National Cervical Cancer Prevention Month by yaohongm


									                             January is National Cervical
                             Cancer Prevention Month

   Cervical Cancer: A Shot of Prevention
January is Cervical Cancer Awareness Month and the WV Immunization
Network (WIN) is taking this opportunity to provide more information about the disease.

Cancer Basics. According to the American Cancer Society, about 11,150 new cases
of invasive cervical cancer were expected to occur in the United States in 2007.
Cervical cancer begins in the lining of the cervix when cells begin to change from normal
to pre-cancer and then to cancer. This can take a number of years, although sometimes it
happens more quickly.
Cancer of the cervix is highly preventable. Regular Pap smears not only detect cancerous
cells, but also abnormal changes in the cervix that can eventually progress to cancer over
a period of 10 to 15 years.
The five-year relative survival rate for the earliest stage of invasive cervical cancer is
92%, while the five-year survival rate for all stages combined is about 73%.
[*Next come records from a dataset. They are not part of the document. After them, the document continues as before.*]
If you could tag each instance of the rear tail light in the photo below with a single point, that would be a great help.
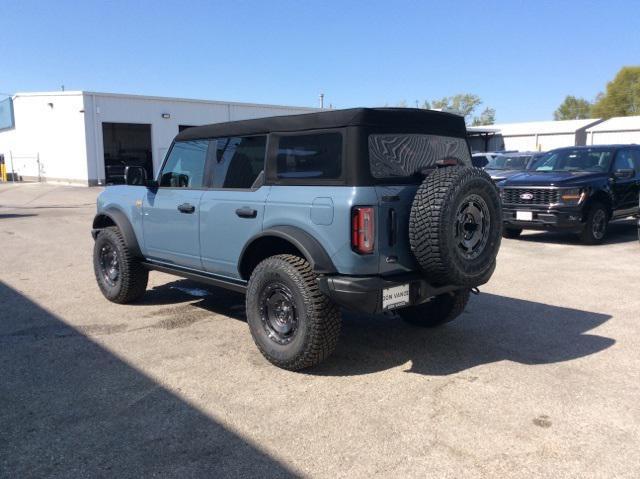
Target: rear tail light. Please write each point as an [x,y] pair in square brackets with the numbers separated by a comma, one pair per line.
[362,229]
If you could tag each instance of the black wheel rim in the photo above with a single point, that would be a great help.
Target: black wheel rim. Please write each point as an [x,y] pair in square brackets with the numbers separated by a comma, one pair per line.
[472,227]
[109,264]
[278,313]
[598,224]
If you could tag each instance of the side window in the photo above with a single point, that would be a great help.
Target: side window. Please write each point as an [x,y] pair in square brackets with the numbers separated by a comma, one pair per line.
[624,160]
[635,158]
[309,156]
[238,161]
[185,166]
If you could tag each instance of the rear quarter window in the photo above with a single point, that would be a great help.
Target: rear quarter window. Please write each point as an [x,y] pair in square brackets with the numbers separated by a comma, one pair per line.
[314,156]
[402,155]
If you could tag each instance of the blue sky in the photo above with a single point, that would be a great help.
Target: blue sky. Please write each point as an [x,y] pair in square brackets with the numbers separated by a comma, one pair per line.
[521,58]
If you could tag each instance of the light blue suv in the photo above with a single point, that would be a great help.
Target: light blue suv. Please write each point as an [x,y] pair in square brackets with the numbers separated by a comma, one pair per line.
[370,210]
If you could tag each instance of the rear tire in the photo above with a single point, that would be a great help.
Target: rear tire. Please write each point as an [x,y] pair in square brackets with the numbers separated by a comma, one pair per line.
[293,324]
[120,276]
[511,233]
[455,226]
[439,310]
[595,228]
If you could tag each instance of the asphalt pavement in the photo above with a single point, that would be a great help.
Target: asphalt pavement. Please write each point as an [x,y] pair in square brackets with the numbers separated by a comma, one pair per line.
[539,377]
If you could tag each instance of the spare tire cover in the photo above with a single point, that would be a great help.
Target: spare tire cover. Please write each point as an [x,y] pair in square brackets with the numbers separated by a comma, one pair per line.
[455,226]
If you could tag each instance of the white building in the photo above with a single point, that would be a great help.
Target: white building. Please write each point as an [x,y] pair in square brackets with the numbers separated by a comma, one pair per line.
[544,135]
[86,138]
[622,129]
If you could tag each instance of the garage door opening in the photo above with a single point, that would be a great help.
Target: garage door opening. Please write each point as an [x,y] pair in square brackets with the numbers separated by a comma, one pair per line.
[126,144]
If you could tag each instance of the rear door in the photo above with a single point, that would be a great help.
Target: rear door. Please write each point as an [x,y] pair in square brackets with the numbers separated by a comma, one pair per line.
[232,210]
[171,215]
[626,189]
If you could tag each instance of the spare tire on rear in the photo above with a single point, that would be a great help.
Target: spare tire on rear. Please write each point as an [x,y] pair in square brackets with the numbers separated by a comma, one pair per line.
[455,226]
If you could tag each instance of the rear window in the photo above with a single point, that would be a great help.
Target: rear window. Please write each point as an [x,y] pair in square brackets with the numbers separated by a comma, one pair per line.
[317,156]
[402,155]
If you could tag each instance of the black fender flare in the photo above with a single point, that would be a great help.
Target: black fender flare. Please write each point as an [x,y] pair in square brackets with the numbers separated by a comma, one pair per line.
[124,225]
[310,247]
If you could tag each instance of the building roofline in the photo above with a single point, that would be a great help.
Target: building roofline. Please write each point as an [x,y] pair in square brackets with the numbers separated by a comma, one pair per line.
[162,98]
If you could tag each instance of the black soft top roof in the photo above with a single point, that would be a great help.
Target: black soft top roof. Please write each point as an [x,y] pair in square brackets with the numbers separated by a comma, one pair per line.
[414,119]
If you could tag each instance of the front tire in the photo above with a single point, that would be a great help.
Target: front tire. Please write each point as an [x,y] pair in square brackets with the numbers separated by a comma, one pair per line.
[293,324]
[595,228]
[120,276]
[439,310]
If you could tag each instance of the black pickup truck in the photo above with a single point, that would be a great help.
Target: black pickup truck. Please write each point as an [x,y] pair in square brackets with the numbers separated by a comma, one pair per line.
[575,189]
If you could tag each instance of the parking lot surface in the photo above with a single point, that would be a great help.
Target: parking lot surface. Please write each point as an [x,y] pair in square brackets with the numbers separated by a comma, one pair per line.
[540,376]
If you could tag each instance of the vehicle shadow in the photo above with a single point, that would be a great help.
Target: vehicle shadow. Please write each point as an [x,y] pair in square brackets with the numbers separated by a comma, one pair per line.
[622,231]
[6,216]
[493,328]
[71,408]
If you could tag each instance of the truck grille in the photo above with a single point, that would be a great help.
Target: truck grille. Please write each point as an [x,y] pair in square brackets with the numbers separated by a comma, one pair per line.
[539,196]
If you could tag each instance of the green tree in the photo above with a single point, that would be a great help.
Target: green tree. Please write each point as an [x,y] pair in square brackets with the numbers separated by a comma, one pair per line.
[487,117]
[622,96]
[573,108]
[463,103]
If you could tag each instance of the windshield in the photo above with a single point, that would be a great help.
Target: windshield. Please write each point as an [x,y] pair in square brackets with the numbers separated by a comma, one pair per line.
[404,155]
[586,159]
[507,162]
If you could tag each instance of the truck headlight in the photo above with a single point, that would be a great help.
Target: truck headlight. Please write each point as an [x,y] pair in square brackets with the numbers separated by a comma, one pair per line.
[573,196]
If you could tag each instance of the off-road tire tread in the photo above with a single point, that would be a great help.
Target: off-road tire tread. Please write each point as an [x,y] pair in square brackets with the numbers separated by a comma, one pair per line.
[428,224]
[323,315]
[434,313]
[585,235]
[133,276]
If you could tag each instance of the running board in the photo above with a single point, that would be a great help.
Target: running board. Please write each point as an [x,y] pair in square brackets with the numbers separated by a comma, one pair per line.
[201,277]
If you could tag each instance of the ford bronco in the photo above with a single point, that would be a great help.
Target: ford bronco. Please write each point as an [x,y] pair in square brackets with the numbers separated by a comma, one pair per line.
[370,210]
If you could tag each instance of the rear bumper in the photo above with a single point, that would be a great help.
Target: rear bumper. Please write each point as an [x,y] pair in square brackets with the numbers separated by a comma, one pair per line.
[567,219]
[363,294]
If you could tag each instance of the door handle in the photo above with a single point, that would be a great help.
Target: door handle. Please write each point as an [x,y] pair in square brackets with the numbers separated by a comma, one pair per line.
[186,208]
[246,212]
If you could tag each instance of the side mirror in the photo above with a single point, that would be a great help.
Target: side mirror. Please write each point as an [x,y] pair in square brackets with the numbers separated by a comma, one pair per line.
[137,176]
[624,173]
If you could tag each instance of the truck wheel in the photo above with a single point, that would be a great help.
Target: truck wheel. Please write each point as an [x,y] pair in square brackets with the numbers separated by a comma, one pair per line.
[121,277]
[293,324]
[511,232]
[595,228]
[439,310]
[455,226]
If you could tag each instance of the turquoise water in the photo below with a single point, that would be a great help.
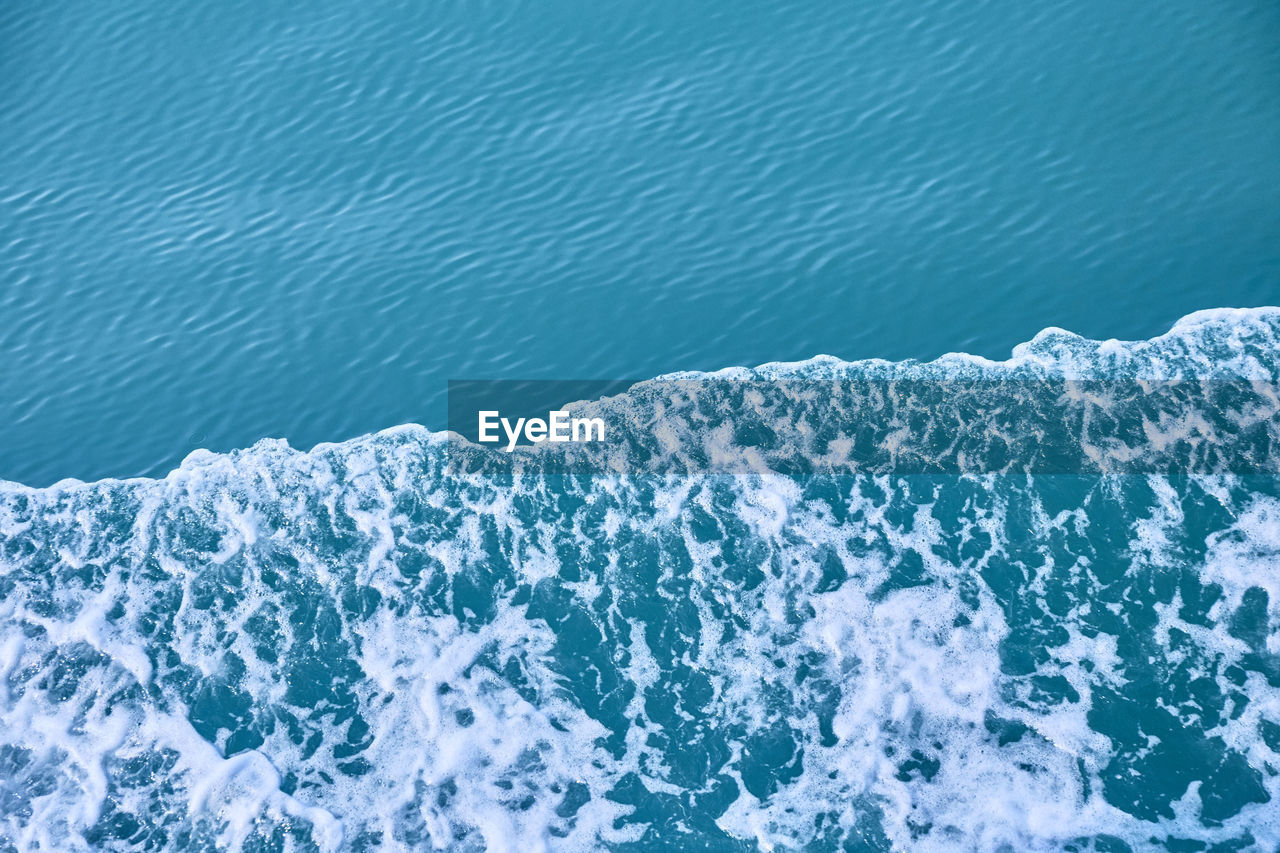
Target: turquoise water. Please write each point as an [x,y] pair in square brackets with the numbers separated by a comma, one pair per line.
[881,601]
[228,222]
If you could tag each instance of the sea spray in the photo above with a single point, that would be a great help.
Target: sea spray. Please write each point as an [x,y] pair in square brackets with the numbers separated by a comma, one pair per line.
[371,647]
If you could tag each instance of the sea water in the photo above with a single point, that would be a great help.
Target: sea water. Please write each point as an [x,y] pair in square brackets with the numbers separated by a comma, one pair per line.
[233,220]
[369,646]
[245,246]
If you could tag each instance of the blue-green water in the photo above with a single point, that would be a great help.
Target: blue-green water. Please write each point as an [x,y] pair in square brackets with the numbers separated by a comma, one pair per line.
[223,227]
[227,222]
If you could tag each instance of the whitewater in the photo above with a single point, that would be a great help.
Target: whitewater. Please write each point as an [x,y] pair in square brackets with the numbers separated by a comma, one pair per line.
[956,646]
Reducing your Risks. In recent years, the Human Papillomavirus (HPV) has been
found to cause 99% of cervical cancers, according to the American Cancer Society
(ACS). Take action to reduce your risks of developing cervical cancer WIN recommends
the following:

Women at average risk:
      Pap test every two years beginning three years after initiating vaginal intercourse,
       but no later than age 21
      Pap and HPV test every three years beginning at age 30
HPV testing is not recommended for women under age 30 as studies have shown HPV
screening at this age to be ineffective.

Women at increased risk of cervical cancer should be screened annually. Take time
to discuss your own risks with your health care provider who can best advise you on the
screening exams that are right for you.

Women at lower than average risk should speak with their health care provider
about less frequent screening:
    Women age 70 or older with three or more consequent normal Pap tests and no
        abnormal Pap tests in the past 10 years
    Women who have had a hysterectomy (removal of the uterus and cervix) as
        treatment for cancer or pre-cancer of the cervix.